[dtensor] add split_with_sizes op (#93957)

wanchaol · pytorchmergebot · commit d05ec0efebc3 · 2023-02-03T04:16:30.000Z
add the split_with_sizes op, sharing with split op impl Pull Request resolved: #93957 Approved by: https://github.com/XilunWu
diff --git a/test/distributed/_tensor/test_dtensor_ops.py b/test/distributed/_tensor/test_dtensor_ops.py
@@ -451,8 +451,6 @@ def wrapped(fn):
     xfail("special.spherical_bessel_j0"),
     xfail("special.xlog1py"),
     xfail("special.zeta"),
-    xfail("split", "list_args"),
-    xfail("split_with_sizes"),
     xfail("squeeze", "multiple"),
     xfail("signal.windows.bartlett"),
     xfail("signal.windows.blackman"),
@@ -617,13 +615,21 @@ def assert_ref_dtensor_equal(self, dtensor_rs, rs):
     def run_dtensor_crossref(self, func, args, kwargs):
         to_dtensor = DTensorConverter(self.mesh, args, kwargs)
 
+        def concat_res_if_necessary(func, res: object) -> object:
+            # concat the result on corresponding dim for ops like
+            # split, so that we can call backward on a single tensor
+            if (
+                (resolve_name(func) is not None)

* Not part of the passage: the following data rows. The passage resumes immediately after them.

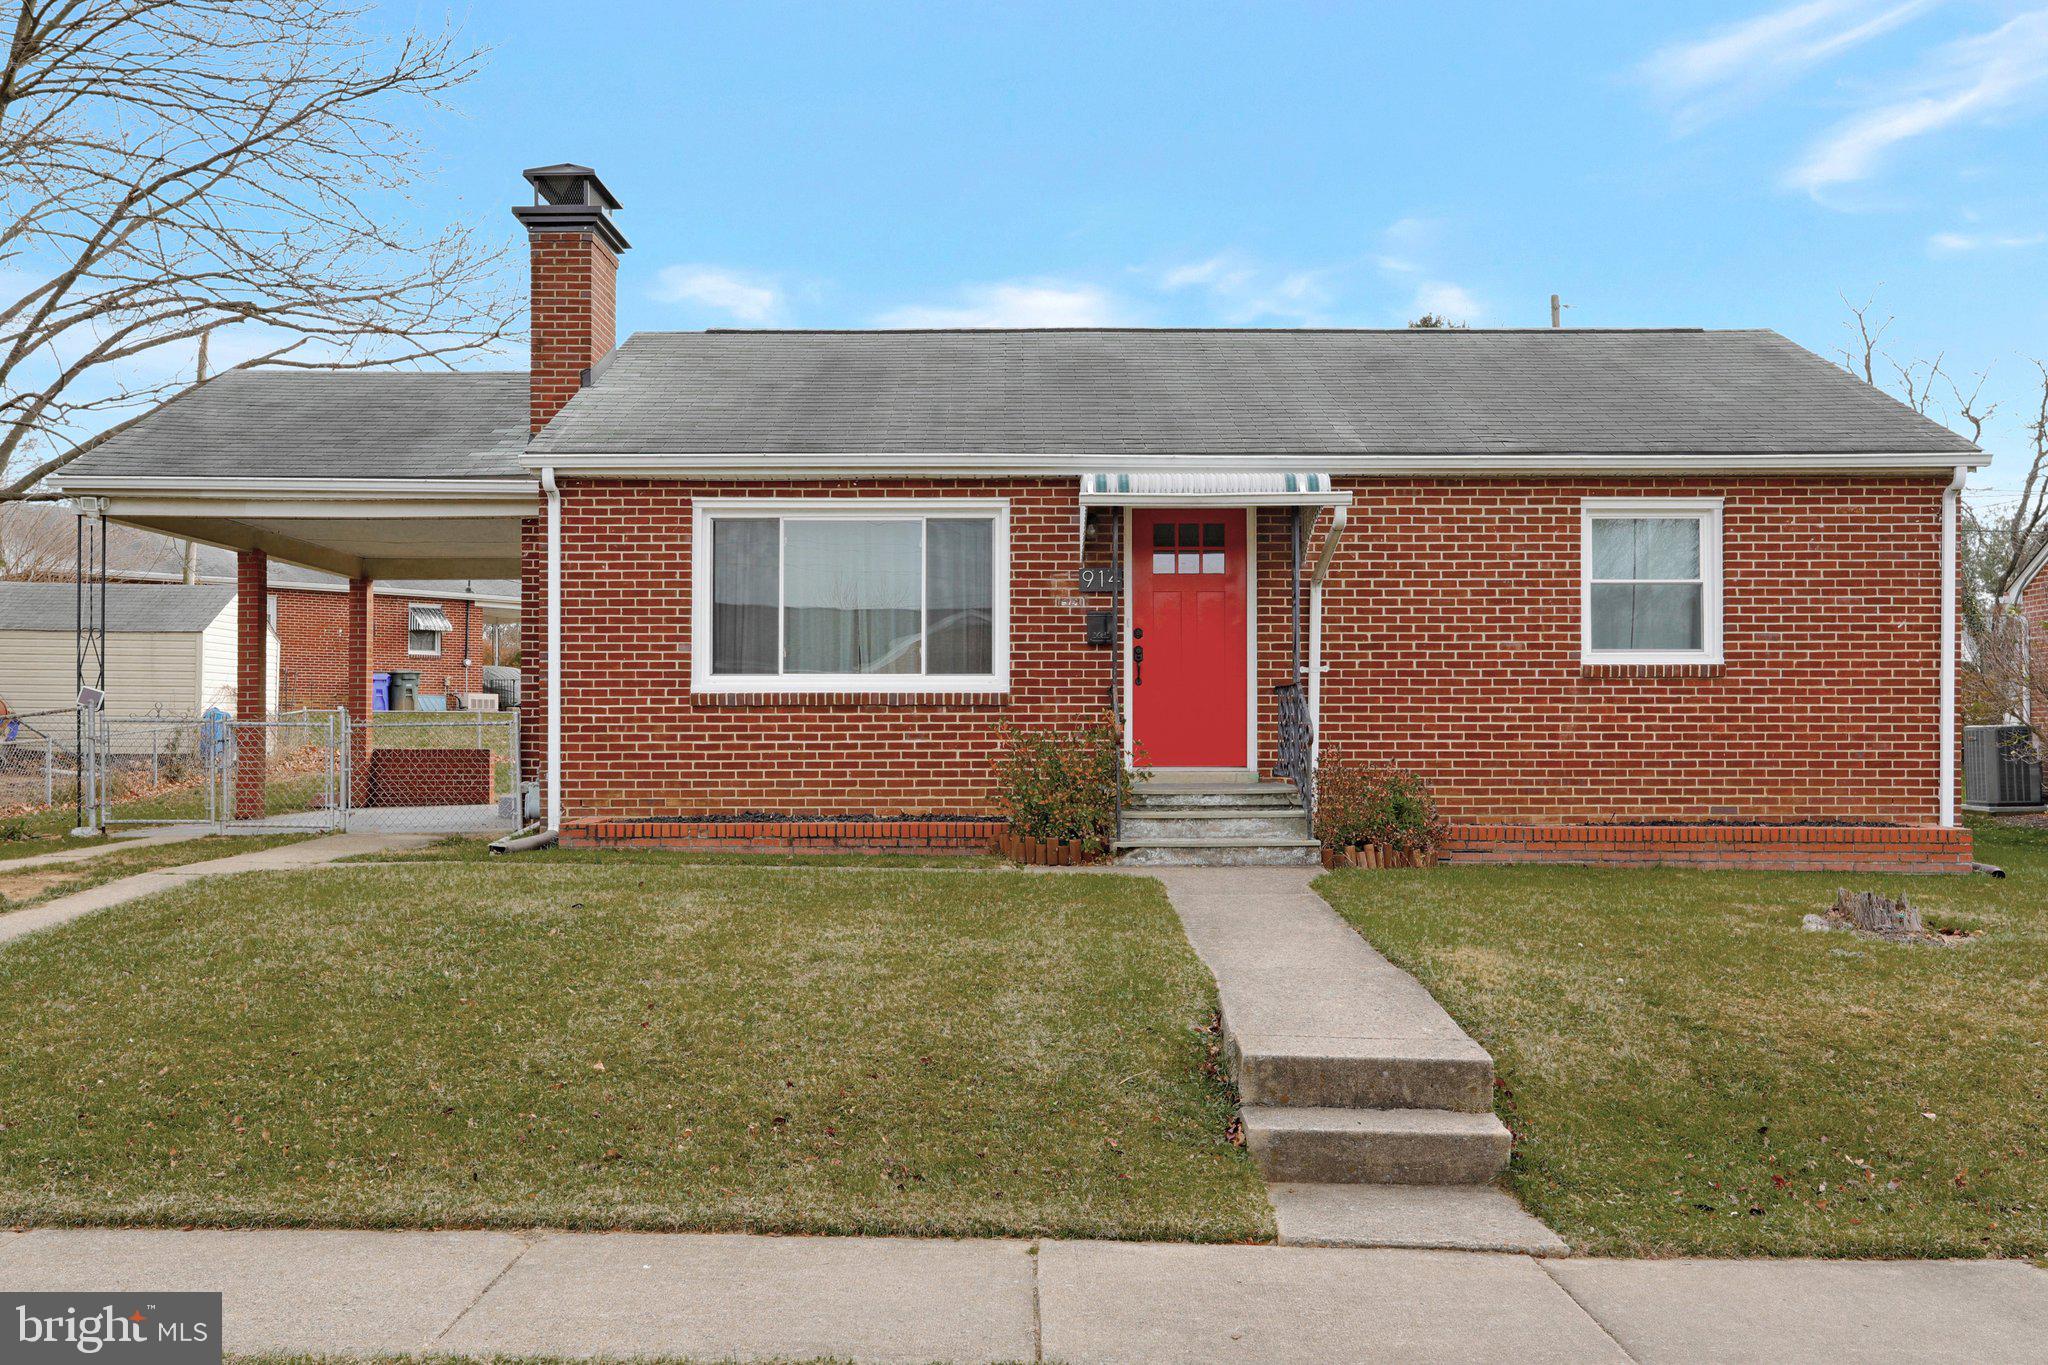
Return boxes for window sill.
[1580,661,1724,679]
[690,690,1012,710]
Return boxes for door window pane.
[926,519,993,674]
[783,520,922,674]
[1152,521,1176,574]
[710,518,779,674]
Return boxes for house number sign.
[1077,566,1124,593]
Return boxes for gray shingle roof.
[528,328,1979,458]
[0,582,234,633]
[62,371,529,481]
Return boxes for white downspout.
[1307,504,1350,768]
[542,465,563,834]
[1940,465,1963,828]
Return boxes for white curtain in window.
[783,519,922,674]
[926,519,993,674]
[1589,518,1703,651]
[711,518,779,675]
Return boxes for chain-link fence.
[0,710,84,821]
[351,711,520,832]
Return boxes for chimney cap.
[521,163,623,211]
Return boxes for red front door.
[1131,510,1248,768]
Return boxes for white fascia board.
[52,475,539,515]
[523,450,1983,477]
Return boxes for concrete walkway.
[1,1228,2044,1362]
[1152,866,1561,1252]
[0,831,434,946]
[0,822,213,871]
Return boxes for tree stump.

+                and ("split" in resolve_name(func))
+            ):
+                dim = args[2] if len(args) == 3 else 0
+                return torch.cat(res, dim=dim)
+            else:
+                return res
+
         # TODO: also handle cases where func raise an exception
         rs = func(*args, **kwargs)
-        if (
-            (resolve_name(func) is not None)
-            and ("split" in resolve_name(func))
-        ):
-            rs = torch.cat(rs)
+        rs = concat_res_if_necessary(func, rs)
 
         def to_replicate(e: object) -> object:
             return (
@@ -664,11 +670,7 @@ def to_replicate(e: object) -> object:
 
                         # redistribute/all_gather the results to compare with normal output
                         dtensor_rs = tree_map(to_replicate, dtensor_rs)
-                        if (
-                            (resolve_name(func) is not None)
-                            and ("split" in resolve_name(func))
-                        ):
-                            dtensor_rs = torch.cat(dtensor_rs)
+                        dtensor_rs = concat_res_if_necessary(func, dtensor_rs)
                         try:
                             if resolve_name(func) not in skip_bw:
                                 if isinstance(dtensor_rs, DTensor):
diff --git a/torch/distributed/_tensor/ops/tensor_ops.py b/torch/distributed/_tensor/ops/tensor_ops.py
@@ -600,7 +600,7 @@ def _update_schema_suggestion_for_cat(
     return output_sharding
 
 
-@register_prop_rule(aten.split.Tensor)
+@register_prop_rule([aten.split.Tensor, aten.split_with_sizes.default])
 def split_rule(op_schema: OpSchema) -> OutputSharding:
     output_spec_list: List[DTensorSpec] = []
     input_spec = cast(DTensorSpec, op_schema.args_schema[0])